Fred Doyle presented IBM’s multilingual multimedia use case using Knowledge Accelerators solutions. The IBM help library is translated into 11 languages and contains 200,000 one minute task specific tutorials, allowing users to see, hear and read instructions. Multilingual multimedia is used for sales support, implementation training, end user acceptance, and setup and tuning. The result is shorter rollout times through improved training processes and reduced support costs. Fred ended by asking two questions – are your translation tools ready to support multimedia? And why not replace the traditional help file? The graphic below helps to illustrate the trend towards video usage on the web.
TAUS Data Association’s members experience Jaap kicked off the session by outlining TAUS Data Association’s (TDA) Development Roadmap.
Representatives from Adobe, Intel, KCSL, Logrus and Microsoft explained their motivations as members, their experience to date with using data from TDA, and their aims for the future. For all panel members the initial motivation was seeking quality data to get better MT output. Adobe and Intel have experienced serendipity and ROI with TAUS Search alone.
Buyers ultimately want to sell more products and a scalable translation operation through MT supports this, particularly when major growth markets tend to be in non-English speaking locales.
The significant improvement in Microsoft’s MT engine has been well documented. Further gains have been made for second tier languages where Microsoft does not have sufficient data on its own.
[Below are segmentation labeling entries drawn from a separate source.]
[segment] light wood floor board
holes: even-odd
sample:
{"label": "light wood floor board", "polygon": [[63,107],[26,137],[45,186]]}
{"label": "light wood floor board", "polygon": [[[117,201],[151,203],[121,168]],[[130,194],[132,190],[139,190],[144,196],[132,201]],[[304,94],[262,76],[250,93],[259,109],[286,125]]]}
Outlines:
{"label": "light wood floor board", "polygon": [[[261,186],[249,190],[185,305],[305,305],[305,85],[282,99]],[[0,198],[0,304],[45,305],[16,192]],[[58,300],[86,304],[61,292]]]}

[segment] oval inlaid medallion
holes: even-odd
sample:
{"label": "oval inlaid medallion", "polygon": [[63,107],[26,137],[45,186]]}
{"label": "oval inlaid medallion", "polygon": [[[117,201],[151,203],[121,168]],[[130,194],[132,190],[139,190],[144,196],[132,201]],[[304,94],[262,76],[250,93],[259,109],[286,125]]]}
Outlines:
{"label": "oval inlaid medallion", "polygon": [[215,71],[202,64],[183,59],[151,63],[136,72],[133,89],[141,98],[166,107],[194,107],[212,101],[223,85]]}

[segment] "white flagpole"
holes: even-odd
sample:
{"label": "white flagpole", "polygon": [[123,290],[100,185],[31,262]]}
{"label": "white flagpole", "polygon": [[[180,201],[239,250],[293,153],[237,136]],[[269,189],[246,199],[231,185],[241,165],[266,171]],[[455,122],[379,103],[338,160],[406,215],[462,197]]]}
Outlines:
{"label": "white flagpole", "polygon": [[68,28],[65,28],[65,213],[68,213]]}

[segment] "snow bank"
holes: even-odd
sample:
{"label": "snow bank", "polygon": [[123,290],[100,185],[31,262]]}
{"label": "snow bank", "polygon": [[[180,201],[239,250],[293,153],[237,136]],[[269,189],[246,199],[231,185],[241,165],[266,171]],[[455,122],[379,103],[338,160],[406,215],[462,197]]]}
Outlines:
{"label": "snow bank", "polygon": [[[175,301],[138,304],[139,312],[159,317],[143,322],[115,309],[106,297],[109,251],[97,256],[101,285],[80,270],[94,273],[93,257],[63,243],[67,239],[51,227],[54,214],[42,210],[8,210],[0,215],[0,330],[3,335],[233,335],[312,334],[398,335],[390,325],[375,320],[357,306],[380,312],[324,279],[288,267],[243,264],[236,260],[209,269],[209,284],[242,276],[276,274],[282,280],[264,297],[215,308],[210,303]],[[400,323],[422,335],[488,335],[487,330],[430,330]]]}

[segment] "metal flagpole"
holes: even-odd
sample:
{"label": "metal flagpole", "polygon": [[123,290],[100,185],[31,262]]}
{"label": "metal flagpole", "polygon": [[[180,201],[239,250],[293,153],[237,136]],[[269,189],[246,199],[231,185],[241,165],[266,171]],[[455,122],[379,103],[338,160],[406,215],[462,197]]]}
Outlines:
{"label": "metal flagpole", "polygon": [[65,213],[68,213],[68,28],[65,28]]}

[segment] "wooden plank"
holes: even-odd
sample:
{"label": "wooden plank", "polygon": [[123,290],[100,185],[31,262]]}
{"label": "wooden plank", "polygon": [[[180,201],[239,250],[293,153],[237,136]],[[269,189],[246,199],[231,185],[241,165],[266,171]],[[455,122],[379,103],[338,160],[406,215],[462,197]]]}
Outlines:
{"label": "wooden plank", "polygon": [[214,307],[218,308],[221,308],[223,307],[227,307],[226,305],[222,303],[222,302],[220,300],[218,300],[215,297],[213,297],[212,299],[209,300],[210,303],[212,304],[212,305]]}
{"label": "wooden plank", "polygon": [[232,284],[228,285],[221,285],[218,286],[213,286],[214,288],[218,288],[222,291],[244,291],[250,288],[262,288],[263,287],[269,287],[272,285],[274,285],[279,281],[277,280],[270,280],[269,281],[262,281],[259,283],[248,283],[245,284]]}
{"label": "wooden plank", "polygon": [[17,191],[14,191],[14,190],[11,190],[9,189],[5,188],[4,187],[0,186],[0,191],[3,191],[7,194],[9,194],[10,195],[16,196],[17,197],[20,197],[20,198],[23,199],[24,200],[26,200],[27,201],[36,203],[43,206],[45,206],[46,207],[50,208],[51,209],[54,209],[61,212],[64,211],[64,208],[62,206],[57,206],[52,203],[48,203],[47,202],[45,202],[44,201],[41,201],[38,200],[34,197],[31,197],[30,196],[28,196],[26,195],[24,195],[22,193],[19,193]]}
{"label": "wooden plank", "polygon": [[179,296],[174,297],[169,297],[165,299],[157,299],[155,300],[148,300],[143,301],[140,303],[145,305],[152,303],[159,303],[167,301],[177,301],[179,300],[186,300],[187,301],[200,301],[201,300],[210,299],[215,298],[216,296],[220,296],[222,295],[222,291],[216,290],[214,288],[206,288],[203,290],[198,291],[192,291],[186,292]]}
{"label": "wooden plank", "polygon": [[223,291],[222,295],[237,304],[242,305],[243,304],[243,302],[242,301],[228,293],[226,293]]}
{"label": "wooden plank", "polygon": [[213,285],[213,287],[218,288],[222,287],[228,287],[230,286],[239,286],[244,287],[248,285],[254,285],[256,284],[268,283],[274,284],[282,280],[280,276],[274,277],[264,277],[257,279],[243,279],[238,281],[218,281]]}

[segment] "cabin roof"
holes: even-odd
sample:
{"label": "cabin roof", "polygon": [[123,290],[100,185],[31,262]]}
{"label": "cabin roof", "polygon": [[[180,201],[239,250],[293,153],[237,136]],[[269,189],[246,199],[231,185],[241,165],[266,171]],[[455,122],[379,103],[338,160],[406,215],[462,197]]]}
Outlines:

Adobe expressed the same motivation, adding that a trusted data source is helpful for reducing complexity.
Microsoft has started to look into leveraging TDA data also. Intel’s tests using advanced leveraging on TDA and their own data resulted in better quality translation, but not greater productivity. TDA data is being used by Intel to train Moses engines for comparative purposes.
KCSL’s highly positive experience is also well documented. TDA data helped ensure Logrus has enough data to train its Moses engine on English to Russian. Whilst the diversity of data proved to be a plus for Microsoft, Logrus found this detrimental to quality.
The TDA Development Roadmap is based on member feedback and includes features such as statistical TM cleaning to flag bad translations, and matching scores to help select data at a more granular level and better manage terminological diversity. Detailed feedback from members, such as that from Logrus, is being used to ensure new features are built to service the industry’s evolving needs going forward.
Collective wisdom The final afternoon saw participants report back on group discussions that had taken place throughout the event, highlighting what they saw as the key trends and implications for the language business.
Participants had reviewed the five year horizon on scenarios covering legal/political issues, customer requirements, localization process, business metrics, localization process, and economic issues. This analysis helps to complete the first step in a six stage process using the scenario based planning approach to assess possible future states for the language business.